Incorporating horizontal logs in reservoir characterization of the Niobrara B chalk presented three unique challenges: 1) different rock volume sampling between vertical and horizontals, 2) mixed intervals due to well navigating across different zones, and 3) limitations of mapping software to incorporate information from horizontal wells.

The following workflow was used to overcome these challenges:

  1. Different rock volume sampling: It is known among petrophysicist that horizontal logs measure the rock differently than vertical logs and this difference is even larger in thin-layered formations like the Niobrara. The petrophysical model for vertical logs used for the mapping consisted, among other corrections, of a modified Archie’s equation to predict saturations that account for the effect of interbedded and adjacent clay-rich layers. For the horizontal logs, we used Archie’s equation with higher “m” and “n”, to account for the “clean” sampling when the log is navigating exclusively inside the B chalk.
  2. Mixed intervals due to well navigation: To incorporate the logs into the mapping, they were filtered to null any measurements in the nearby marls and avoid shoulder effects when the wells were navigating in or out of the target interval. Mudlogs and geosteering reports were used to adjust filtering flags, especially when wells crossed large faults.
  3. Limitations of mapping software: To use existing mapping capabilities of PETRA®, horizontal logs were exported after filtering using the directional survey and a moving averaging smoothing window. The points were later imported back into PETRA® as control points and mapped using the map module. This step is not necessary for software that allows mapping with horizontal data (i.e. PETREL™).

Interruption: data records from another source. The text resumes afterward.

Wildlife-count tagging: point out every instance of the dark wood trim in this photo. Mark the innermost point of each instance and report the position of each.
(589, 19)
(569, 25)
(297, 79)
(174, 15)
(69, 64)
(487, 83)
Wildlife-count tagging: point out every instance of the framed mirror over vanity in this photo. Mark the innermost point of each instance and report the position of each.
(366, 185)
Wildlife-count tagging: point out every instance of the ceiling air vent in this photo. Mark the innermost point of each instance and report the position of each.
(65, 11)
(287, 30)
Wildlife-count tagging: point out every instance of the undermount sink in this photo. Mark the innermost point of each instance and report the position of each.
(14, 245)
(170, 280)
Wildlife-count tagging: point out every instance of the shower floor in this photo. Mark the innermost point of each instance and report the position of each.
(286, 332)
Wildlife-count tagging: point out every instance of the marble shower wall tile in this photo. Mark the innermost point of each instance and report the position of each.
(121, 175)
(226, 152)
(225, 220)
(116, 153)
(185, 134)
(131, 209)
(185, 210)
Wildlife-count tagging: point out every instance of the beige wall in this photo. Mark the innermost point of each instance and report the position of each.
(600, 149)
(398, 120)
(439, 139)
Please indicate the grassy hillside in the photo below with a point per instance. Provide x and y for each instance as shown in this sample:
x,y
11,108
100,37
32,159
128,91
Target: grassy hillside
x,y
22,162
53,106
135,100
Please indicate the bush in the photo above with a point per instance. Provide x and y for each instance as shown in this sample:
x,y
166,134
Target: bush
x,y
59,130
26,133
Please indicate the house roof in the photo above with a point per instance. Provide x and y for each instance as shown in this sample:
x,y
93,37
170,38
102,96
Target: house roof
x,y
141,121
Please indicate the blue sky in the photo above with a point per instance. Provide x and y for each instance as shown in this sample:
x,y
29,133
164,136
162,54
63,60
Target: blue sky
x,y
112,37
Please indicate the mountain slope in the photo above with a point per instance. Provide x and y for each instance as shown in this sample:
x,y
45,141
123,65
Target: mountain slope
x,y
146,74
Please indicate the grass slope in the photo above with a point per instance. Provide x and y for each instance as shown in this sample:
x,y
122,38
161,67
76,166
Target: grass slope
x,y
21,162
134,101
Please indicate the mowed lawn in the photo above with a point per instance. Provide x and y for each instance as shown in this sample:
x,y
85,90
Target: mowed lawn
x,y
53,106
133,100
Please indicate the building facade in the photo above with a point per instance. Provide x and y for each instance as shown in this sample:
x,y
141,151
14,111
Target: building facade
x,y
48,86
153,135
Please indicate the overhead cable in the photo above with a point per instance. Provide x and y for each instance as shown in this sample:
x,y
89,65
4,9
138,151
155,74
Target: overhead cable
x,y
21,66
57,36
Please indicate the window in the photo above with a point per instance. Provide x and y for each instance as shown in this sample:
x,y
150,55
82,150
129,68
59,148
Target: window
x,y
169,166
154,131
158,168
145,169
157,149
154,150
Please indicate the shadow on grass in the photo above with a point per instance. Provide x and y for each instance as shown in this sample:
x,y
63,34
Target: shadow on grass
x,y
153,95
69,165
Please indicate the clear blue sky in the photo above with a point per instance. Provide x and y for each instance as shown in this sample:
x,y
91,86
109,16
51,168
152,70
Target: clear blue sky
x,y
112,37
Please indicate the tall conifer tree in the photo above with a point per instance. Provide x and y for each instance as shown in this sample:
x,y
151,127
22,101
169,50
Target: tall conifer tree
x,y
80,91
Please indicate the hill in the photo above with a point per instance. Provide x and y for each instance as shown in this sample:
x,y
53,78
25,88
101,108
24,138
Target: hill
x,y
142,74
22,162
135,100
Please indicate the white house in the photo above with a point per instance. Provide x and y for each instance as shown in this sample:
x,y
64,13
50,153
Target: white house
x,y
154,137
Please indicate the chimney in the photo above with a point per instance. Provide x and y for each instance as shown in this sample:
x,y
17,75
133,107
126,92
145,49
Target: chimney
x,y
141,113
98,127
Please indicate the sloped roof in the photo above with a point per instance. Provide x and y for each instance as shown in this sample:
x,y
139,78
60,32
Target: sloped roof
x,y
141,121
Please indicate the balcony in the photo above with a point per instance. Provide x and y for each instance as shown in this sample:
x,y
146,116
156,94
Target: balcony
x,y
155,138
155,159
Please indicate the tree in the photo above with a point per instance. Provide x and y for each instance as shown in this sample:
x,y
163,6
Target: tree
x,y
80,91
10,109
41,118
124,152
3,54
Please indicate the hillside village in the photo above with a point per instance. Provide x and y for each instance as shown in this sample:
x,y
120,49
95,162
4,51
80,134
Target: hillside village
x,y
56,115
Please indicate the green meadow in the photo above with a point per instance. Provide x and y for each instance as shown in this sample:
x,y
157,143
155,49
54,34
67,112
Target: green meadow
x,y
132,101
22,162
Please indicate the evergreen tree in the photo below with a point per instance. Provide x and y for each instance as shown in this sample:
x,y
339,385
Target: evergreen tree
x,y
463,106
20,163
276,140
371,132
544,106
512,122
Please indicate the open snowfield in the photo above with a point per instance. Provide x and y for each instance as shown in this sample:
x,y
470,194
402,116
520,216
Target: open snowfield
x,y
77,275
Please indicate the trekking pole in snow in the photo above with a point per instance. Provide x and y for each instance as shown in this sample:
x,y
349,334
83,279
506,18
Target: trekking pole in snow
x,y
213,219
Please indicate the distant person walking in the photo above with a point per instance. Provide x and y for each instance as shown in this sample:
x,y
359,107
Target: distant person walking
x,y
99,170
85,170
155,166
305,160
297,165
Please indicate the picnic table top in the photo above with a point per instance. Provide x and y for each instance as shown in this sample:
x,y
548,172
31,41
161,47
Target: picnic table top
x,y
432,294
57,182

The incorporation of horizontal data in the mapping of the water saturation of the Niobrara B, allowed a better delineation of the edges of the field and adjustment of the corresponding inventory; it also showed that some of the faults are associated with changes in saturation. Each new log drilled was quickly evaluated and incorporated into the map for quick decision making regarding new drilling and completions.